The private scrambled back up the ridge and handed the lieutenant the glasses, which she passed to Schaefer. He peered through them.
It hadn’t been his imagination; where Wilcox had leaned against the pipe something yellow was dripping from his arm. A smear of the stuff was on the pipe, too.
It wasn’t blood; Wilcox might be an asshole, but he was human, and in the light from the Russian vehicles there could be no question that that seeping fluid was yellow, not red. Then what…

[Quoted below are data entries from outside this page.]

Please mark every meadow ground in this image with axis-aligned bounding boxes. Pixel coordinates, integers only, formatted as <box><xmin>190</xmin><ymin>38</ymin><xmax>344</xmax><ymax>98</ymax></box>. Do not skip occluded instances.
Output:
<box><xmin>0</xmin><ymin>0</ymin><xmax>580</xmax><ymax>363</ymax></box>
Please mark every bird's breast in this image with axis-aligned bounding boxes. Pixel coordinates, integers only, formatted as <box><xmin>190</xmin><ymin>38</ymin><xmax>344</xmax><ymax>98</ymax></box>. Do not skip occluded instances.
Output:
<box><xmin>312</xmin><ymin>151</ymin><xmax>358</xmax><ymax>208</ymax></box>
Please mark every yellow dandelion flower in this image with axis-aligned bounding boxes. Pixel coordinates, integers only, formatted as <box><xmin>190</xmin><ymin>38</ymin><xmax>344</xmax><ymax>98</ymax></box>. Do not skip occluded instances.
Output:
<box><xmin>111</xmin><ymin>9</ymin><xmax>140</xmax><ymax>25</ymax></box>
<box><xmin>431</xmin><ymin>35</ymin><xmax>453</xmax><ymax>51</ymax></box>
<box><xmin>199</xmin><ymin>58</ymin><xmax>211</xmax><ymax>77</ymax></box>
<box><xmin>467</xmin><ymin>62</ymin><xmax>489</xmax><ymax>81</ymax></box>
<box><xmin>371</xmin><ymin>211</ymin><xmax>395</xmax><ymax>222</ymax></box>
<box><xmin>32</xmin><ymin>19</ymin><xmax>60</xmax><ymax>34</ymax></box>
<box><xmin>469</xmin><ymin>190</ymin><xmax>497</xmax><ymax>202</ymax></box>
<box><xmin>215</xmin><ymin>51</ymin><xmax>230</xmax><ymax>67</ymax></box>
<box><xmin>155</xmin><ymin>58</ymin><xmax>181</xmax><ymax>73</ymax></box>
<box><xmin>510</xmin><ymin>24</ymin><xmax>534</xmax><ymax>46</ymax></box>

The suits. Schaefer looked down at his own arms in the brown plastic thermal suit. The suits were filled with circulating fluid, and that had to be what that yellow stuff was. Had Wilcox been hit?
He lifted the glasses and watched.
Gennaro, up on the roof, flung himself prone, and yellow goo sprayed up as if he’d belly flopped into custard. The seams along either side of the suit had burst.
Schaefer snatched off one of his gloves and prodded experimentally at his own suit with rapidly freezing bare fingers.
The plastic had gone brittle. The suit hadn’t been intended for weather this cold, for the strains of warming and cooling, for the stress of battle.
Siberia, Schaefer knew, was the second coldest place on Earth, behind only Antarctica-the North Pole itself, thanks to the Arctic Ocean, wasn’t as cold as Siberia in midwinter. Nothing in North America came close; the army could have tested the suits in the worst weather Alaska or Greenland could throw at them and never had any problem, but that didn’t mean they’d hold up here.
All the seams in Gennaro’s suit must have split open when he flopped down like that.
”Shit,” Schaefer said as he pulled the glove back on.
And then Gennaro’s gun exploded, spraying metal splinters that gouged into his face, barely missing his eyes.
More of the same, Schaefer thought, as he watched Gennaro roll onto his back, clapping his hands over his injured face. Steel goes brittle in extreme cold-that was what had done in the Titanic, he’d heard; the cold water of the North Atlantic had turned the metal brittle, so a mere brush with the iceberg had popped rivets in all directions, and the ship had snapped right in two as she went down.
Modern steel was a lot better than the crap they used for hull plates in 1912, and the M-16s were meant for cold weather, sure, but not for anything this cold.
”Minus sixty, Celsius,” Ligacheva said.
That would, Schaefer realized, be about seventy-five below zero, Fahrenheit. Lassen had said the equipment had been tested to minus fifty degrees.
Not good enough.
Dobbs’s gun blew next. After that it wasn’t more than five minutes before the Americans, disarmed by the same General Winter that had defeated Napoleon and any number of other would-be conquerors who had dared to invade Mother Russia, threw up their hands in surrender.
”If you keep the weapons warm whenever you aren’t actually firing, under your coat or in a vehicle, they’re less likely to malfunction,” Ligacheva remarked conversationally. “And you must keep them well oiled, of course-oil is a fine insulator.
When the gun feels dry to the touch it isn’t safe in weather like this.”
”The voice of experience,”- Schaefer muttered as he watched Yashin and his men round up Lynch and the others. “Too bad Philips spent so much time recruiting me, instead of someone who really knew cold weather.” He remarked aloud, “Looks like your sergeant has everything under control.”
”Yes,” Ligacheva agreed. “Yashin has wanted control all along. Let him have it.”
Schaefer looked at her. “Aren’t you going to go down there and take charge?”
”No,” she said quietly. She turned to Kazakov and called, “You and Maslennikov, go down there and tell Yashin he’s done well,” she said. “I’ll come presently. Leave the vehicle; I’ll drive it down.”